The CBI failed to investigate the huge amount received as gifts by Desai and his family members. Question arises whether or not the CBI had conducted any investigation to probe if these were genuine gifts or was it a case of money laundering.
In an affidavit filed in the Supreme Court in the matter of Ketan Desai in response to a petition by Harish Bhalla, the High Court had ordered the CBI to register a case. An affidavit presented in Court in this case said: “a racket of corruption was seriously jeopardizing fair and honest working of the Council which had appellant (Ketan Desai) as the king pin. The office of MCI and the Executive Committee which carries superlative powers in terms of appointment of inspectors for the various institutions to be carried out by MCI was being misused.” It is a different matter that Harish Bhalla subsequently withdrew his affidavit against Ketan Desai. This further paved the way for Desai to extricate himself from the case pending against him in court under the anti-corruption law.

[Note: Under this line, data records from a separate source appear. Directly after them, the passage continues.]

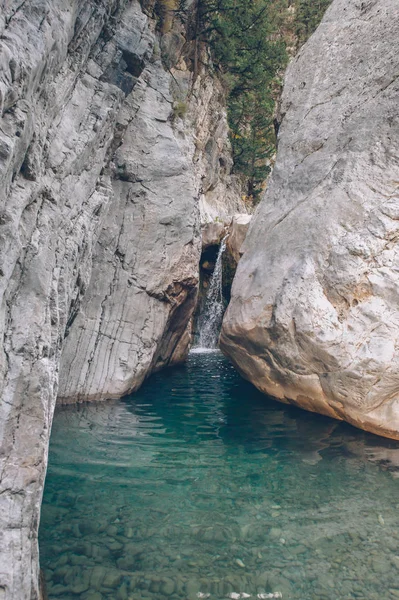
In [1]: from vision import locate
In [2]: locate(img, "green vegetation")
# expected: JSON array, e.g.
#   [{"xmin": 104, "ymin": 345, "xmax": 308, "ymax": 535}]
[
  {"xmin": 173, "ymin": 101, "xmax": 188, "ymax": 119},
  {"xmin": 295, "ymin": 0, "xmax": 331, "ymax": 44},
  {"xmin": 194, "ymin": 0, "xmax": 331, "ymax": 202}
]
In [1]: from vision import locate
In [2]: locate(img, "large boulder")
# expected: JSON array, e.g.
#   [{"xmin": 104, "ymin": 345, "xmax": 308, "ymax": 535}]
[{"xmin": 221, "ymin": 0, "xmax": 399, "ymax": 439}]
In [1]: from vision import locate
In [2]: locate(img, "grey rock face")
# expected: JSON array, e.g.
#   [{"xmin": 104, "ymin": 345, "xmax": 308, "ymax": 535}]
[
  {"xmin": 226, "ymin": 214, "xmax": 252, "ymax": 265},
  {"xmin": 0, "ymin": 0, "xmax": 239, "ymax": 600},
  {"xmin": 221, "ymin": 0, "xmax": 399, "ymax": 439}
]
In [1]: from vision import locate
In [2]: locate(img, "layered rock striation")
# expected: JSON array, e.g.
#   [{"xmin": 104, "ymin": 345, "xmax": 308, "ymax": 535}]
[
  {"xmin": 0, "ymin": 0, "xmax": 241, "ymax": 600},
  {"xmin": 221, "ymin": 0, "xmax": 399, "ymax": 439}
]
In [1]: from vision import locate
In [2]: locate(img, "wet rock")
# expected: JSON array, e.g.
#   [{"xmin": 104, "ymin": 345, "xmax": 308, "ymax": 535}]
[{"xmin": 220, "ymin": 0, "xmax": 399, "ymax": 439}]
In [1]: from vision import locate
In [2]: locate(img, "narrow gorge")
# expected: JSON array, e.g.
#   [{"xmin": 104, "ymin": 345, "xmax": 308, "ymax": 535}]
[{"xmin": 0, "ymin": 0, "xmax": 399, "ymax": 600}]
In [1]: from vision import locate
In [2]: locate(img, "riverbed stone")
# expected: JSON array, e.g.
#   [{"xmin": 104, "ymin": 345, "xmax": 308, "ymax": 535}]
[
  {"xmin": 220, "ymin": 0, "xmax": 399, "ymax": 439},
  {"xmin": 0, "ymin": 0, "xmax": 244, "ymax": 600}
]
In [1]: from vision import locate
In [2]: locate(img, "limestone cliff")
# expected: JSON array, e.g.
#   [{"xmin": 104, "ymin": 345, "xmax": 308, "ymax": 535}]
[
  {"xmin": 0, "ymin": 0, "xmax": 242, "ymax": 600},
  {"xmin": 221, "ymin": 0, "xmax": 399, "ymax": 439}
]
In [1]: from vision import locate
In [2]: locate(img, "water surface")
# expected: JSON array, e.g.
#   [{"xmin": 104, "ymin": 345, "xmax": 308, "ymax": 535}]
[{"xmin": 40, "ymin": 352, "xmax": 399, "ymax": 600}]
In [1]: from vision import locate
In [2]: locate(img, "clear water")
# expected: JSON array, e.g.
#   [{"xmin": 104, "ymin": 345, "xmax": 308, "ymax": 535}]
[{"xmin": 40, "ymin": 352, "xmax": 399, "ymax": 600}]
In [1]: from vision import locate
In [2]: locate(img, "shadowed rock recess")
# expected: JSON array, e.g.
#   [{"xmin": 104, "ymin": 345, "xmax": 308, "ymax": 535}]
[
  {"xmin": 221, "ymin": 0, "xmax": 399, "ymax": 439},
  {"xmin": 0, "ymin": 0, "xmax": 244, "ymax": 600}
]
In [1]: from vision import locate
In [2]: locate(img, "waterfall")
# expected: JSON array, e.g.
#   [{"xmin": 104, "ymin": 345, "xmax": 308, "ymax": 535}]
[{"xmin": 198, "ymin": 235, "xmax": 227, "ymax": 348}]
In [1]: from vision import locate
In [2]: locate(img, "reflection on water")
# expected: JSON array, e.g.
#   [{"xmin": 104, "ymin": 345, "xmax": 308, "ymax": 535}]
[{"xmin": 40, "ymin": 352, "xmax": 399, "ymax": 600}]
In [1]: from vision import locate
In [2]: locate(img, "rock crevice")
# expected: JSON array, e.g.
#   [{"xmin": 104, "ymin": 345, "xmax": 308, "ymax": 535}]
[{"xmin": 0, "ymin": 0, "xmax": 245, "ymax": 600}]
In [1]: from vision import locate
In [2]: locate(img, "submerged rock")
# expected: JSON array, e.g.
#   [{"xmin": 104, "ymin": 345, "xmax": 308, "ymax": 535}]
[
  {"xmin": 220, "ymin": 0, "xmax": 399, "ymax": 439},
  {"xmin": 0, "ymin": 0, "xmax": 242, "ymax": 600}
]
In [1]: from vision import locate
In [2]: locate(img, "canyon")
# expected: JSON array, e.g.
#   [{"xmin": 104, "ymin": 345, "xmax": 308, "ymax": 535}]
[{"xmin": 0, "ymin": 0, "xmax": 399, "ymax": 600}]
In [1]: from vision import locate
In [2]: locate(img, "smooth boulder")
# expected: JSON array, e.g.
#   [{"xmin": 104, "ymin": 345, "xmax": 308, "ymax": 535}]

Later a case was filed by me in the Delhi High Court against Ketan Desai underscoring the above lapses. Even the CBI was made a respondednt in this case. At this stage, when there was an assurance that the CBI was ready to proceed against Ketan Desai, this case was withdrawn from the High Court with a request that alternate remedy will be sought in this matter. Subsequently, Ketan Dasai was even arrested and jailed in 2010 on corruption and conspiracy charges and later released on bail. He was subsequently acquitted in the absence of permission for prosecution. In 2010, his inauguration as the World Medical Association (WMA) president was suspended but three years later the suspension was revoked.